- Based on: The Man Who Came to Dinner 1939 play by George S. Kaufman and Moss Hart
- Screenplay by: Sam Denoff Bill Persky
- Directed by: Buzz Kulik
- Starring: Orson Welles Lee Remick Joan Collins
- Music by: Roy Budd
- Country of origin: United States
- Original language: English

Production
- Producer: Sam Denoff
- Running time: 73 minutes
- Production companies: Foote, Cone and Belding Productions

Original release
- Release: November 29, 1972

= The Man Who Came to Dinner (1972 film) =

American television movie

The Man Who Came to Dinner is a 1972 American TV adaptation of the 1939 play The Man Who Came to Dinner by George S. Kaufman and Moss Hart. It was directed by Buzz Kulik for Hallmark Hall of Fame. The film was broadcast on November 29, 1972.

==Plot summary==
Sheridan Whiteside, a sharp-tongued and famous radio critic, is on a lecture tour in Ohio when he slips on the icy steps of the home of the prominent Stanley family and breaks his hip. Forced to convalesce in their home during the Christmas holidays, Whiteside takes over the household, turning the Stanley home into a whirlwind of chaos.

The already dramatic situation is further complicated by a series of events: Whiteside’s secretary, Maggie Cutler, falls in love with a local newspaper reporter named Bert Jefferson. To keep Maggie from leaving his employ, Whiteside schemes to have his actress friend, Lorraine Sheldon, come and lure Bert away from Maggie. Additionally, Whiteside has to deal with a variety of eccentric characters who visit him during his convalescence, including the strange Professor Metz and the eccentric actor Beverly Carlton.

As Whiteside continues his manipulations and the Stanley home becomes more chaotic with penguins in the library and octopuses in the cellar, it’s revealed that he has been well enough to leave for some time but has stayed for his own amusement and purposes. However, his ruses are eventually revealed, leading to a series of comedic confrontations and resolutions.
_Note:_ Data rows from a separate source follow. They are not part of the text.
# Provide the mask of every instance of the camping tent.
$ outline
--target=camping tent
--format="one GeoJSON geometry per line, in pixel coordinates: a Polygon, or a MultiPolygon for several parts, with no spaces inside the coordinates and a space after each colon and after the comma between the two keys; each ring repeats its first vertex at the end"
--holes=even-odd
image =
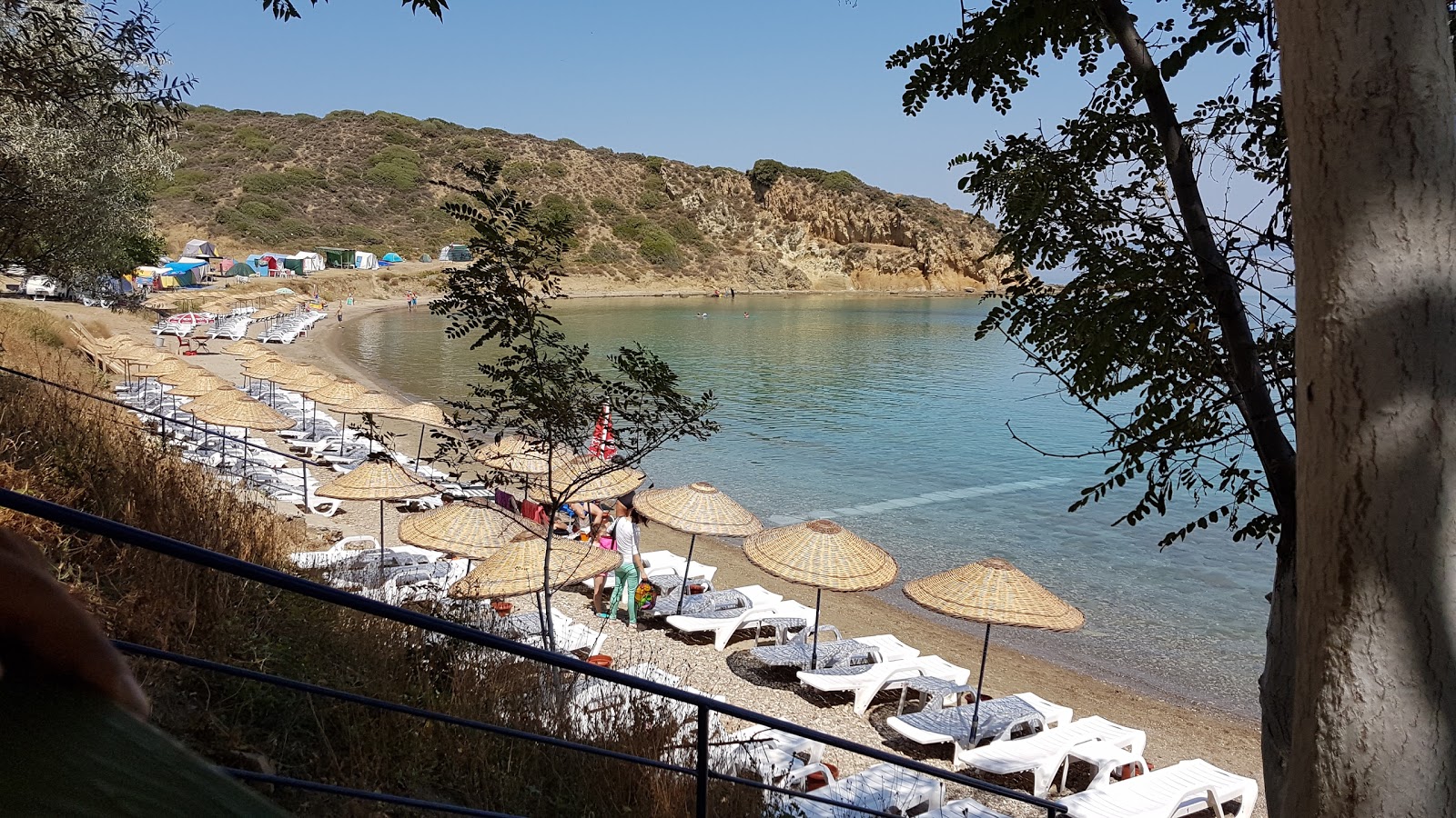
{"type": "Polygon", "coordinates": [[[303,272],[319,272],[323,269],[323,256],[309,250],[298,250],[297,253],[288,256],[291,259],[303,261],[303,272]]]}
{"type": "Polygon", "coordinates": [[[214,247],[211,242],[204,242],[201,239],[192,239],[191,242],[186,243],[186,247],[182,249],[182,255],[183,256],[208,256],[208,258],[211,258],[211,256],[217,255],[217,247],[214,247]]]}
{"type": "Polygon", "coordinates": [[[314,247],[329,266],[354,266],[354,250],[345,247],[314,247]]]}

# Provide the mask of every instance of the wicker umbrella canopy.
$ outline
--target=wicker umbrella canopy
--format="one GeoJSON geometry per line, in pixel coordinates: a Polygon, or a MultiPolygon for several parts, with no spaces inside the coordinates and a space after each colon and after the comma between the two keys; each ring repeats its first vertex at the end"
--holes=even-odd
{"type": "MultiPolygon", "coordinates": [[[[562,588],[588,576],[612,571],[620,555],[578,543],[556,540],[550,549],[550,585],[562,588]]],[[[546,588],[546,540],[536,534],[517,534],[510,544],[480,560],[464,579],[450,587],[457,600],[518,597],[546,588]]]]}
{"type": "MultiPolygon", "coordinates": [[[[317,399],[314,399],[317,400],[317,399]]],[[[383,392],[364,392],[354,400],[342,400],[339,403],[331,403],[339,412],[348,412],[351,415],[365,413],[365,412],[389,412],[390,409],[399,409],[403,406],[399,400],[384,394],[383,392]]]]}
{"type": "Polygon", "coordinates": [[[348,403],[355,397],[364,394],[365,389],[348,378],[338,378],[329,386],[309,390],[306,394],[310,400],[317,400],[325,406],[338,406],[339,403],[348,403]]]}
{"type": "Polygon", "coordinates": [[[884,549],[828,520],[769,528],[748,537],[743,553],[780,579],[827,591],[874,591],[900,572],[884,549]]]}
{"type": "Polygon", "coordinates": [[[393,460],[365,460],[358,469],[329,480],[314,492],[335,499],[414,499],[435,489],[393,460]]]}
{"type": "Polygon", "coordinates": [[[403,543],[467,559],[486,559],[518,534],[545,536],[539,525],[504,508],[451,502],[399,521],[403,543]]]}
{"type": "MultiPolygon", "coordinates": [[[[563,495],[561,502],[593,502],[598,499],[619,498],[646,480],[646,474],[625,466],[619,466],[604,474],[590,476],[598,469],[609,467],[596,457],[571,457],[552,463],[550,495],[563,495]],[[585,480],[584,483],[581,480],[585,480]]],[[[546,486],[545,476],[536,479],[537,485],[546,486]]]]}
{"type": "Polygon", "coordinates": [[[218,389],[223,387],[232,389],[233,384],[227,383],[226,380],[217,376],[201,373],[173,386],[170,393],[176,394],[178,397],[198,397],[210,392],[217,392],[218,389]]]}
{"type": "MultiPolygon", "coordinates": [[[[977,691],[986,683],[986,654],[992,646],[993,624],[1070,632],[1086,622],[1082,611],[1000,557],[983,559],[906,582],[904,594],[923,608],[986,623],[981,671],[976,678],[977,691]]],[[[971,735],[976,735],[980,716],[981,697],[977,696],[971,709],[971,735]]]]}
{"type": "Polygon", "coordinates": [[[291,429],[297,425],[297,421],[282,415],[272,406],[246,399],[217,400],[197,409],[188,405],[188,410],[198,421],[217,426],[242,426],[245,429],[277,432],[280,429],[291,429]]]}
{"type": "Polygon", "coordinates": [[[747,537],[763,523],[711,483],[638,492],[636,509],[655,523],[689,534],[747,537]]]}
{"type": "MultiPolygon", "coordinates": [[[[534,442],[523,435],[505,435],[495,442],[488,442],[470,453],[478,463],[498,472],[514,472],[517,474],[545,474],[546,450],[540,442],[534,442]]],[[[553,460],[565,460],[571,453],[558,448],[553,460]]]]}
{"type": "Polygon", "coordinates": [[[935,613],[987,624],[1070,632],[1086,622],[1082,611],[999,557],[906,582],[904,594],[935,613]]]}
{"type": "Polygon", "coordinates": [[[408,406],[400,406],[399,409],[390,409],[387,412],[380,412],[386,418],[397,418],[400,421],[412,421],[415,424],[424,424],[427,426],[446,428],[446,413],[443,409],[435,406],[428,400],[421,400],[419,403],[411,403],[408,406]]]}

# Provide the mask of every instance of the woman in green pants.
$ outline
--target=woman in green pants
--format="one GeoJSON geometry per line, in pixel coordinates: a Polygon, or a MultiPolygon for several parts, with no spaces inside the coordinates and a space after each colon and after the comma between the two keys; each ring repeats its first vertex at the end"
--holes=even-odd
{"type": "Polygon", "coordinates": [[[601,619],[616,617],[617,603],[626,595],[628,624],[636,627],[636,587],[644,575],[642,555],[641,549],[638,549],[638,527],[646,525],[646,517],[642,517],[639,511],[632,508],[632,493],[617,499],[616,520],[612,521],[609,534],[617,546],[617,553],[622,555],[622,565],[616,571],[616,588],[612,589],[612,601],[607,604],[606,613],[597,616],[601,619]]]}

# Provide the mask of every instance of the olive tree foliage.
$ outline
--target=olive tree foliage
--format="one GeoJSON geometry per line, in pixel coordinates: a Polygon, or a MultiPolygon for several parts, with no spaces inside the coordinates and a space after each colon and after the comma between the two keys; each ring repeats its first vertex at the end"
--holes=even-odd
{"type": "Polygon", "coordinates": [[[1107,424],[1105,479],[1072,508],[1136,492],[1120,523],[1198,504],[1162,537],[1226,527],[1275,541],[1261,678],[1271,805],[1293,686],[1293,243],[1278,52],[1261,0],[993,0],[888,60],[910,68],[904,111],[968,95],[1008,112],[1050,61],[1075,61],[1089,99],[1047,130],[957,157],[962,191],[1002,214],[1003,332],[1107,424]],[[1171,89],[1222,71],[1211,99],[1171,89]],[[1232,194],[1229,191],[1233,191],[1232,194]],[[1217,199],[1214,198],[1217,196],[1217,199]],[[1210,201],[1245,202],[1241,210],[1210,201]],[[1028,272],[1066,269],[1053,287],[1028,272]]]}
{"type": "Polygon", "coordinates": [[[156,33],[146,4],[0,0],[0,262],[93,287],[156,261],[149,196],[191,86],[156,33]]]}
{"type": "MultiPolygon", "coordinates": [[[[496,479],[518,480],[543,505],[561,508],[584,485],[639,464],[670,441],[715,432],[718,425],[708,419],[715,399],[711,392],[681,393],[671,367],[641,345],[593,358],[587,345],[566,341],[552,301],[562,295],[571,217],[542,211],[504,186],[501,167],[494,160],[459,166],[466,183],[437,182],[457,194],[441,208],[475,236],[470,266],[446,271],[444,295],[431,311],[450,319],[448,338],[469,339],[472,349],[485,352],[472,397],[450,402],[457,426],[531,441],[556,479],[496,479]],[[612,406],[617,454],[582,457],[603,402],[612,406]]],[[[546,537],[545,575],[552,576],[549,527],[546,537]]],[[[545,591],[549,610],[553,589],[545,591]]]]}
{"type": "MultiPolygon", "coordinates": [[[[329,0],[323,0],[328,3],[329,0]]],[[[309,0],[310,6],[317,6],[319,0],[309,0]]],[[[425,12],[444,19],[444,12],[450,9],[450,3],[446,0],[399,0],[400,6],[409,6],[411,12],[418,12],[424,9],[425,12]]],[[[264,0],[264,10],[272,12],[274,17],[280,20],[296,20],[303,15],[298,13],[298,6],[294,0],[264,0]]]]}

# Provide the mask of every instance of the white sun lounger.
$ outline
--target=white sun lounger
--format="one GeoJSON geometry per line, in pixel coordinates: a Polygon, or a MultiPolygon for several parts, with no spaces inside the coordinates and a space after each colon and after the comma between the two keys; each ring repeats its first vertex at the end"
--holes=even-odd
{"type": "MultiPolygon", "coordinates": [[[[945,782],[930,776],[895,767],[894,764],[875,764],[868,770],[855,773],[846,779],[834,780],[823,764],[808,764],[789,777],[804,779],[811,773],[823,773],[828,786],[814,790],[820,798],[828,798],[840,803],[878,809],[897,815],[910,815],[917,809],[939,809],[945,802],[945,782]]],[[[807,798],[789,798],[804,818],[839,818],[840,815],[858,815],[843,806],[833,806],[807,798]]]]}
{"type": "Polygon", "coordinates": [[[839,665],[799,671],[799,681],[826,693],[847,691],[855,694],[855,715],[863,716],[869,703],[881,690],[904,687],[919,677],[943,678],[952,684],[965,684],[971,671],[952,665],[941,656],[911,656],[909,659],[878,661],[868,665],[839,665]]]}
{"type": "MultiPolygon", "coordinates": [[[[983,704],[984,706],[984,704],[983,704]]],[[[955,748],[954,767],[974,767],[986,773],[1032,773],[1032,795],[1045,798],[1051,780],[1067,760],[1067,751],[1083,741],[1101,738],[1133,755],[1142,755],[1147,734],[1124,728],[1101,716],[1077,719],[1067,726],[1042,731],[1025,738],[993,741],[984,747],[955,748]]]]}
{"type": "Polygon", "coordinates": [[[1203,758],[1179,761],[1061,799],[1072,818],[1179,818],[1211,809],[1223,818],[1223,803],[1239,802],[1235,818],[1254,814],[1259,785],[1220,770],[1203,758]]]}
{"type": "Polygon", "coordinates": [[[744,585],[729,591],[715,591],[711,597],[703,594],[703,597],[716,600],[716,608],[671,614],[667,617],[667,624],[683,633],[712,633],[713,645],[719,651],[728,645],[734,632],[740,627],[748,627],[744,624],[747,619],[770,611],[773,605],[783,601],[783,597],[763,585],[744,585]]]}

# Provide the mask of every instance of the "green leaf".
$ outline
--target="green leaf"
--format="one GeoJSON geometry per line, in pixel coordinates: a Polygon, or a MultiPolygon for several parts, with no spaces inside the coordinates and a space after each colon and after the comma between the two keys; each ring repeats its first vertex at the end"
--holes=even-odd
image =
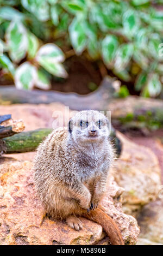
{"type": "Polygon", "coordinates": [[[140,26],[136,12],[132,9],[126,11],[123,16],[122,23],[126,35],[128,37],[134,35],[140,26]]]}
{"type": "Polygon", "coordinates": [[[123,70],[118,70],[116,69],[113,69],[114,73],[118,76],[122,80],[126,82],[129,82],[131,80],[131,77],[129,74],[128,72],[124,69],[123,70]]]}
{"type": "Polygon", "coordinates": [[[66,78],[67,77],[67,73],[64,67],[60,63],[51,62],[50,59],[41,59],[40,62],[40,65],[45,68],[48,72],[52,75],[59,78],[66,78]]]}
{"type": "Polygon", "coordinates": [[[45,0],[21,0],[23,7],[38,20],[46,21],[49,18],[49,6],[45,0]]]}
{"type": "Polygon", "coordinates": [[[59,11],[57,5],[53,5],[51,8],[51,15],[52,22],[54,26],[57,26],[59,23],[59,11]]]}
{"type": "Polygon", "coordinates": [[[112,64],[118,46],[118,41],[115,35],[106,35],[102,42],[102,56],[106,65],[112,64]]]}
{"type": "Polygon", "coordinates": [[[118,94],[120,98],[126,98],[129,95],[129,92],[126,85],[122,85],[120,87],[118,94]]]}
{"type": "Polygon", "coordinates": [[[6,55],[0,56],[0,63],[3,68],[7,68],[12,75],[14,75],[15,72],[14,66],[6,55]]]}
{"type": "Polygon", "coordinates": [[[123,44],[116,52],[115,68],[117,70],[124,69],[128,64],[133,53],[132,44],[123,44]]]}
{"type": "Polygon", "coordinates": [[[26,56],[28,38],[25,27],[19,20],[13,20],[5,34],[9,55],[12,61],[18,62],[26,56]]]}
{"type": "Polygon", "coordinates": [[[99,57],[99,44],[95,27],[85,22],[85,33],[87,39],[87,49],[90,56],[94,59],[99,57]]]}
{"type": "Polygon", "coordinates": [[[62,6],[68,11],[72,14],[77,15],[80,12],[82,13],[85,10],[85,5],[79,0],[73,0],[72,1],[64,1],[62,2],[62,6]]]}
{"type": "Polygon", "coordinates": [[[161,43],[161,40],[158,34],[155,33],[151,35],[148,43],[148,51],[149,54],[155,59],[163,59],[159,54],[159,45],[161,43]]]}
{"type": "Polygon", "coordinates": [[[87,38],[84,21],[74,18],[69,26],[71,44],[77,55],[82,53],[86,46],[87,38]]]}
{"type": "Polygon", "coordinates": [[[62,50],[54,44],[46,44],[39,50],[35,59],[39,63],[47,61],[50,63],[62,62],[65,56],[62,50]]]}
{"type": "Polygon", "coordinates": [[[140,91],[146,85],[147,80],[147,74],[142,72],[137,77],[135,84],[135,89],[136,91],[140,91]]]}
{"type": "Polygon", "coordinates": [[[31,59],[33,58],[38,50],[39,46],[39,39],[32,33],[28,33],[28,55],[31,59]]]}
{"type": "Polygon", "coordinates": [[[139,47],[135,47],[133,59],[142,69],[147,69],[149,66],[148,57],[143,53],[139,47]]]}
{"type": "Polygon", "coordinates": [[[37,70],[37,78],[35,86],[40,89],[43,90],[49,90],[51,87],[50,80],[45,73],[40,69],[37,70]]]}
{"type": "Polygon", "coordinates": [[[120,25],[115,22],[110,15],[105,14],[97,5],[91,9],[90,19],[91,22],[97,23],[103,32],[106,32],[109,29],[120,28],[120,25]]]}
{"type": "Polygon", "coordinates": [[[55,4],[58,2],[58,0],[48,0],[50,4],[55,4]]]}
{"type": "Polygon", "coordinates": [[[151,97],[155,97],[159,95],[162,86],[157,74],[149,74],[148,77],[147,87],[151,97]]]}
{"type": "Polygon", "coordinates": [[[36,80],[36,69],[29,62],[24,62],[16,70],[14,80],[17,89],[31,90],[36,80]]]}
{"type": "Polygon", "coordinates": [[[0,9],[0,18],[12,20],[14,19],[22,19],[24,15],[12,7],[4,6],[0,9]]]}
{"type": "Polygon", "coordinates": [[[150,0],[132,0],[131,3],[135,6],[142,5],[150,2],[150,0]]]}

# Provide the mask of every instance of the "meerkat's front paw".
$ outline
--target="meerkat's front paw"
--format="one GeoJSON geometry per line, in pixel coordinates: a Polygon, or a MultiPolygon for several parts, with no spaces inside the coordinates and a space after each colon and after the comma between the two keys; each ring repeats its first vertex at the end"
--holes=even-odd
{"type": "Polygon", "coordinates": [[[76,216],[68,217],[66,222],[70,228],[72,228],[76,230],[79,231],[83,229],[82,221],[76,216]]]}
{"type": "Polygon", "coordinates": [[[91,204],[91,207],[90,208],[90,210],[95,210],[96,209],[98,205],[98,203],[97,202],[92,202],[91,204]]]}
{"type": "Polygon", "coordinates": [[[89,194],[86,197],[83,198],[79,205],[82,209],[89,209],[91,207],[91,194],[89,194]]]}

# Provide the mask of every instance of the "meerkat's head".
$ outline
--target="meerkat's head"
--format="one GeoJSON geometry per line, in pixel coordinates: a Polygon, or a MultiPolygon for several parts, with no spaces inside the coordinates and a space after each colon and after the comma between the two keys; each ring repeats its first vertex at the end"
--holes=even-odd
{"type": "Polygon", "coordinates": [[[100,142],[109,135],[109,123],[97,111],[78,112],[69,122],[68,129],[77,143],[100,142]]]}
In the end, Whiteside leaves the Stanley household, but not before causing a final bit of mischief. As he’s departing, he slips on the icy steps again, implying that the entire comedic cycle might begin anew.
==Cast==
- Orson Welles as Sheridan Whiteside
- Lee Remick as Maggie Cutler
- Joan Collins as Lorraine Sheldon
- Don Knotts as Dr. Bradley
- Edward Andrews as Ernest W. Stanley
- Kim Braden as June Stanley
- Marty Feldman as Banjo
- Michael Gough as Beverly Carlton
- Peter Haskell as Bert Jefferson
- Tutte Lemkow as Zoltan
- Al Mancini as Westcott
- Marcella Markham as Mrs. Stanley
- George Pravda as Professor Metz
- Anita Sharp-Bolster as Harriet Stanley
- Elisabeth Welch as Sarah
- Mary Wickes as Nurse Preen

Wickes recreated the role she originated on Broadway in 1939 and which she played in the 1942 film version.

==Production==
Orson Welles had been offered the role of Sheridan Whiteside on Broadway but turned it down because of the time commitment although he always loved the play. Welles later said that declining the stage production was smart "because if you've seen the film you'll know it was awful and there was no way for anybody to be good in it." The play was adapted and updated for the modern day by Sam Denoff and Bill Persky, who turned Whiteside into a TV talk show host.

The story is based in Ohio but was videotaped in Southampton, England to accommodate Welles who did not want to return to the U.S. due to tax difficulties.

==Reception==
The Los Angeles Times called it "a splendid romp". Variety singled out the performances by Collins, Andrews, Wickes, Gough, Braden, and Knotts, while saying "None of the others in the extensive cast was less than good."